Le groupe californien a encaissé une perte nette de 398 millions de dollars sur la période avril-juin, après avoir dû payer 1,45 milliards de dollars afin d’acquitter l’amende décidée en mai par la Commission européenne pour avoir illégalement écarté du marché son concurrent AMD.

Sans prendre en compte cette pénalité, le bénéfice par action d’Intel représente 18 cents, alors que les analystes n’attendaient que 8 cents. Le bénéfice courant reste tout de même amputé d’un tiers par rapport à la même période de l’an dernier, à un milliard de dollars.

Le directeur général Paul Otellini, cité dans un communiqué, a salué «l’amélioration des conditions régnant sur le marché des ordinateurs, avec la plus forte progression entre le premier et le deuxième trimestre enregistrée depuis 1988 et des attentes solides d’un second semestre plus fort».

L’optimisme du groupe a été salué par les investisseurs qui ont fait bondir le titre de 7,07% à 18,02 dollars dans les échanges électroniques suivant la clôture de la Bourse, après déjà une hausse de 2,06% en séance.

«Nos clients donnent des signes d’une confiance accrue pour les commandes du second semestre», a ajouté Paul Otellini lors d’une téléconférence, distinguant toutefois la situation du marché grand public, qui «ouvre la voie» de la reprise, de celle du marché des entreprises qui «reste faible».

En dépit de la sortie prévue à l’automne du nouveau système d’exploitation Windows 7, jugé performant par les spécialistes, «nous n’attendons pas un grand renouvellement (des équipements informatiques) des entreprises cette année», a précisé Paul Otellini. Le patron d’Intel faisait ainsi écho à son homologue du groupe informatique Dell: son PDG Michael Dell avait estimé en matinée qu’il faudrait attendre 2010 pour une vraie reprise du marché de l’informatique d’entreprise après des reports d’achat en 2009.

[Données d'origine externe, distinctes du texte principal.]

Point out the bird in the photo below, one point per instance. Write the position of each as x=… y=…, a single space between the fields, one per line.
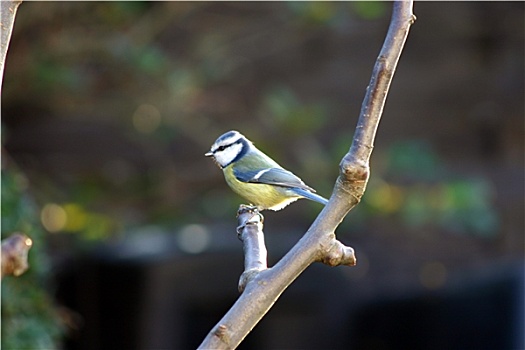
x=255 y=176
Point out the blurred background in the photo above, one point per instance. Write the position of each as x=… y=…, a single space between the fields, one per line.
x=109 y=107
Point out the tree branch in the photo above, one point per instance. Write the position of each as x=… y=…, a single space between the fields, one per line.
x=7 y=19
x=319 y=242
x=14 y=254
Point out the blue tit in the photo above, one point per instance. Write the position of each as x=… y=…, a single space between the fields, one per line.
x=255 y=176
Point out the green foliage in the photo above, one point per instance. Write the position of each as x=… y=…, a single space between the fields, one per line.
x=291 y=114
x=29 y=317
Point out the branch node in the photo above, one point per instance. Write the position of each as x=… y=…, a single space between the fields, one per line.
x=338 y=254
x=246 y=277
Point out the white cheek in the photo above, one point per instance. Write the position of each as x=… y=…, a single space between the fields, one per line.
x=226 y=156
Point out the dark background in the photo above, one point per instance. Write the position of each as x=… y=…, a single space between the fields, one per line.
x=108 y=108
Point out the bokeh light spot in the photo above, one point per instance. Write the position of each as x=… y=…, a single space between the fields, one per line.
x=194 y=238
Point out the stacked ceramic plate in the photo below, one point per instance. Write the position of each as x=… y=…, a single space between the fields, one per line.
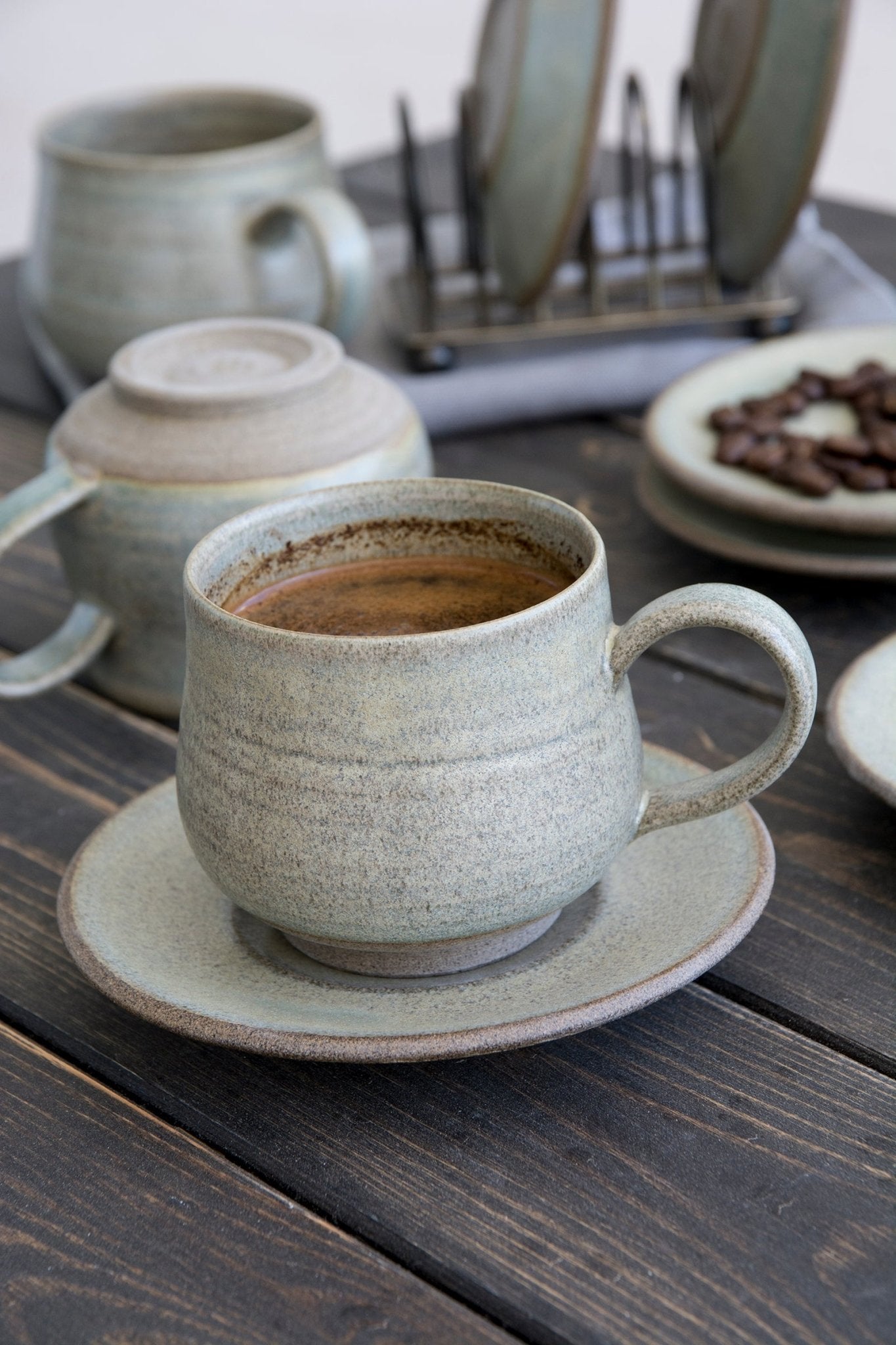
x=746 y=517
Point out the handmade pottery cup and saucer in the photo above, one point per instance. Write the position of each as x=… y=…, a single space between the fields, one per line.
x=194 y=426
x=410 y=847
x=184 y=205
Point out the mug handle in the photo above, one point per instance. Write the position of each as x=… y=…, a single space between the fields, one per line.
x=343 y=248
x=733 y=608
x=88 y=627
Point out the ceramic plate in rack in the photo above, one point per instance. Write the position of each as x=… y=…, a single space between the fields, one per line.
x=754 y=541
x=539 y=85
x=150 y=929
x=769 y=72
x=683 y=444
x=861 y=718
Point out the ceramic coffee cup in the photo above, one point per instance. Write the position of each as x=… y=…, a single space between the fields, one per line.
x=195 y=204
x=426 y=803
x=192 y=426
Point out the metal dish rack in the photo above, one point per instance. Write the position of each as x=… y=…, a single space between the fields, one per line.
x=648 y=286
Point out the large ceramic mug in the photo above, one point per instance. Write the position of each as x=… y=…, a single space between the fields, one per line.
x=192 y=426
x=186 y=205
x=425 y=803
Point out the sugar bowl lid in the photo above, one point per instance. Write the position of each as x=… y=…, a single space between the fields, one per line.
x=230 y=400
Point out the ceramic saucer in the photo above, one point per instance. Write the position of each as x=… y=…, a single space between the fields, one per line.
x=147 y=926
x=684 y=445
x=861 y=718
x=539 y=84
x=769 y=70
x=774 y=546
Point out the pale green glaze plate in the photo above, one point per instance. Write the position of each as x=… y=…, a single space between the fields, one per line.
x=861 y=718
x=769 y=69
x=753 y=541
x=684 y=445
x=147 y=926
x=539 y=87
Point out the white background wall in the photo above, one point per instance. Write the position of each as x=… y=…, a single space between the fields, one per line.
x=352 y=57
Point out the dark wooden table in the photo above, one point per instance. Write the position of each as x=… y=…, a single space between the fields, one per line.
x=714 y=1169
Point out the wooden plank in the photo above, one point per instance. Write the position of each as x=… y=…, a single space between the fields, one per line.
x=691 y=1176
x=694 y=1173
x=117 y=1227
x=824 y=954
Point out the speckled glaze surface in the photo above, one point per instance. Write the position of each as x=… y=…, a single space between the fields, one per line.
x=683 y=444
x=183 y=205
x=416 y=790
x=756 y=541
x=195 y=424
x=769 y=70
x=539 y=87
x=150 y=929
x=861 y=718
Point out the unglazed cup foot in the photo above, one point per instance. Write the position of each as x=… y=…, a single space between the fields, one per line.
x=423 y=959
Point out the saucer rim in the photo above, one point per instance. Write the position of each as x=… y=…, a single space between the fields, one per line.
x=714 y=539
x=396 y=1048
x=837 y=735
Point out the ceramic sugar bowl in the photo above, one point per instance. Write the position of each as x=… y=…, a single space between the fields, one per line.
x=195 y=424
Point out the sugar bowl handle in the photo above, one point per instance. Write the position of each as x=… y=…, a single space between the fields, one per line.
x=86 y=628
x=341 y=244
x=752 y=613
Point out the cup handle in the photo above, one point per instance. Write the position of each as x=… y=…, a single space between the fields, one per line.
x=752 y=613
x=343 y=248
x=88 y=627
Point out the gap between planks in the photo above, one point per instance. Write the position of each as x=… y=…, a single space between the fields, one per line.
x=19 y=1033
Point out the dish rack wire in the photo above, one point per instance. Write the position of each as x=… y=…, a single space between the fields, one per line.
x=649 y=284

Intel a enregistré un chiffre d’affaires de 8 milliards de dollars, meilleur qu’attendu et supérieur à celui du premier trimestre (7,14 milliards de dollars). Ses ventes ont toutefois été de 1,4 milliard de dollars inférieures à celles enregistrés entre avril et juin 2008.

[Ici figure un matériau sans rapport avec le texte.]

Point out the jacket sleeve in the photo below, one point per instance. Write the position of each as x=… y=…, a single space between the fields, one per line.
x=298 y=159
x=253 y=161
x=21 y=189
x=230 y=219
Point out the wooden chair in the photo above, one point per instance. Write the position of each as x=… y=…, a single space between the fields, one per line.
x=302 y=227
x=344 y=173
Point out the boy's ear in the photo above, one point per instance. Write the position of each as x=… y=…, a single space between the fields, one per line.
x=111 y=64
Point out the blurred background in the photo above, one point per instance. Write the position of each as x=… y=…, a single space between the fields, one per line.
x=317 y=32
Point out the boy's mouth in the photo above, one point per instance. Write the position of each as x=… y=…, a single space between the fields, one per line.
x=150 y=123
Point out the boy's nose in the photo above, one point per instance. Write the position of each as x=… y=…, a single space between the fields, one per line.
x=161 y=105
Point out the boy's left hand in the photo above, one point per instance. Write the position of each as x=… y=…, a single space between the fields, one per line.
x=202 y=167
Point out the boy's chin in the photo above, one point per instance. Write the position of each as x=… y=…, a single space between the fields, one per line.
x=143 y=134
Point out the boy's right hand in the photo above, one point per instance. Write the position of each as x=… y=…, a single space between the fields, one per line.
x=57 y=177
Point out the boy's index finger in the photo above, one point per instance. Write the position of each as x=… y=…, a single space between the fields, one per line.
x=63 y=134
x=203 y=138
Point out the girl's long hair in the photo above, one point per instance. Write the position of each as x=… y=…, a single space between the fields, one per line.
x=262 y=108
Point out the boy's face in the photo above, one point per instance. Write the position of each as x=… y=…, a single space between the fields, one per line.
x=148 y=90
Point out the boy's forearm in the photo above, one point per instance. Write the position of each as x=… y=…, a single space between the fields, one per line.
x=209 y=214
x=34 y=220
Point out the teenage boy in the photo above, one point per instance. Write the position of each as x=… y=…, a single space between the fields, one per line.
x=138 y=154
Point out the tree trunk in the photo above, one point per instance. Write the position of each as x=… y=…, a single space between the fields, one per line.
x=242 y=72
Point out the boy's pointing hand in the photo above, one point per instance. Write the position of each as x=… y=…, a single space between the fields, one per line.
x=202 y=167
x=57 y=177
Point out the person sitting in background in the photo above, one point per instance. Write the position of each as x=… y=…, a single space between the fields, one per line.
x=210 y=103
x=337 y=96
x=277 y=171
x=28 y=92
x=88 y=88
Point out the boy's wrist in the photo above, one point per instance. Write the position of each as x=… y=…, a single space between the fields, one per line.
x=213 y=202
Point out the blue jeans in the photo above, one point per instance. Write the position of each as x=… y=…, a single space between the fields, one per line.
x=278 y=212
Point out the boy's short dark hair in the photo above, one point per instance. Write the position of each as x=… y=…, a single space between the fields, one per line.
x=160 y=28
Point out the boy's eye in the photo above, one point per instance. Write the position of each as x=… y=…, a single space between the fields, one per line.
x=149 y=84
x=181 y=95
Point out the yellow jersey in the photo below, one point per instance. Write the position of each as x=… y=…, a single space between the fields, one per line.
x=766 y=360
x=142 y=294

Pour le trimestre en cours, le groupe attend une nouvelle progression de ses recettes, à 8,5 milliards («plus ou moins 400 millions»), contre 7,79 milliards estimés jusqu’à présent par les analystes.

Paul Otellini a précisé que le marché avait été particulièrement favorable en Asie, et notamment en Chine, grâce aux effets d’un plan de relance, alors que «la reprise en Europe est en retard par rapport aux Etats-Unis et à la Chine».

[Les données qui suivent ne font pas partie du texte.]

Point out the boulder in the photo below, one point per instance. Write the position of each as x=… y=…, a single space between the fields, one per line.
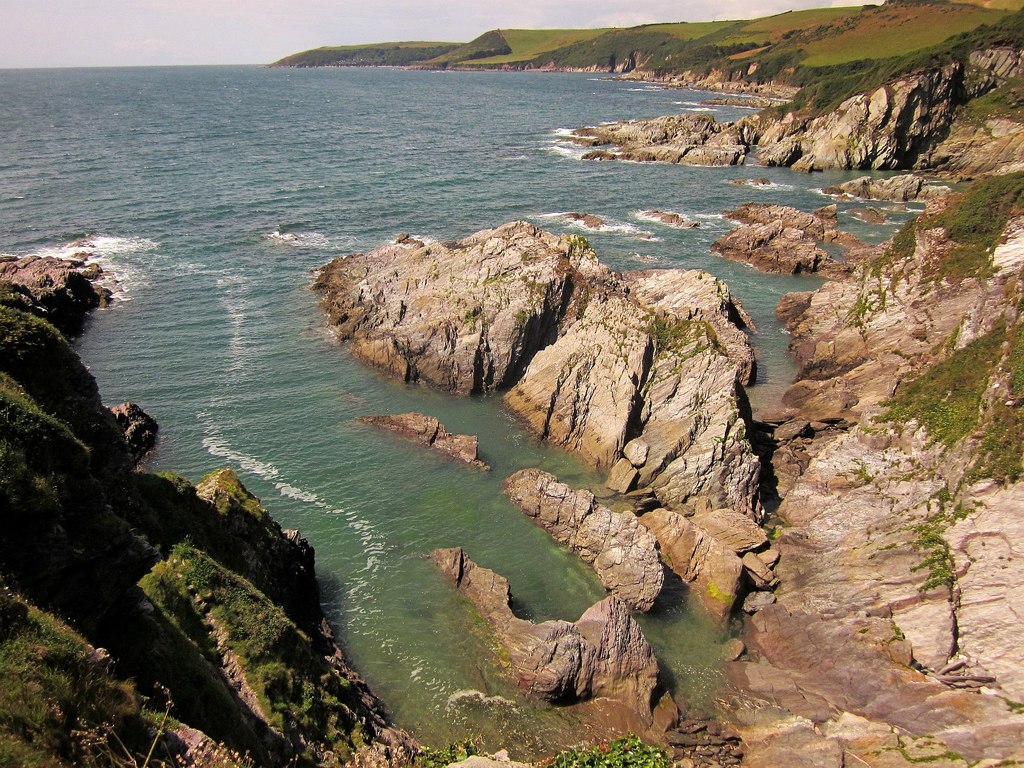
x=713 y=569
x=622 y=552
x=139 y=428
x=429 y=432
x=604 y=653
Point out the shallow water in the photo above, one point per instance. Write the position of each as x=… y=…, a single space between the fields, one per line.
x=211 y=194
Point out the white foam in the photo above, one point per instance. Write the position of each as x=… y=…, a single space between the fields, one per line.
x=120 y=276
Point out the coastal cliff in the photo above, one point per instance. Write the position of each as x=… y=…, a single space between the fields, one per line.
x=193 y=593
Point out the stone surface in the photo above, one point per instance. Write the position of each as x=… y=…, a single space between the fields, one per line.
x=139 y=428
x=604 y=653
x=594 y=359
x=779 y=239
x=62 y=291
x=897 y=188
x=622 y=552
x=429 y=432
x=713 y=569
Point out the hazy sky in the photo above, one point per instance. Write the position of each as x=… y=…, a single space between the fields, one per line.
x=87 y=33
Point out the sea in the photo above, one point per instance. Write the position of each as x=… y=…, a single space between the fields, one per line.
x=210 y=197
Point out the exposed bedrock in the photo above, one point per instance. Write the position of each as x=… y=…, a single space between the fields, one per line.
x=429 y=432
x=622 y=552
x=902 y=530
x=604 y=653
x=594 y=359
x=61 y=291
x=780 y=239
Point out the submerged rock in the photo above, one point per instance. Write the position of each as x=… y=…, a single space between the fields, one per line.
x=895 y=188
x=602 y=654
x=429 y=432
x=594 y=359
x=622 y=552
x=61 y=291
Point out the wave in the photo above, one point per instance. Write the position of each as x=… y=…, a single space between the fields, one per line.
x=607 y=225
x=109 y=252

Intel a également relevé le niveau de sa marge brute -- principal critère d’analyse de la marche de ses affaires -- qui, à 50,8%, est «supérieure aux attentes du groupe» et bien meilleure à celle de la période janvier-mars (45,6%). Le groupe attend une performance encore plus robuste à ce niveau pour le trimestre en cours, à «53%, plus ou moins 2%».

Ces bonnes performances ont été enregistrées en dépit des pressions sur les prix de vente, en baisse en moyenne. Cette évolution est due notamment au succès de la puce Atom, destinée aux matériels d’entrée de gamme, dont le succès se confirme (ventes en hausse de 65% par rapport au début d’année, à 362 millions de dollars).

La pénétration du groupe sur le marché des appareils portables et embarqués devrait encore s’améliorer avec l’acquisition de l’éditeur de logiciels Wind River Systems, annoncée il y a quelques semaines.

Le groupe a précisé par ailleurs qu’après avoir dépensé «légèrement plus que prévu» au deuxième trimestre (2,6 milliards de dollars), il relevait ses prévisions de dépenses sur l’ensemble de l’année (10,6 à 10,8 milliards de dollars, au lieu de 10,4 à 10,6 milliards).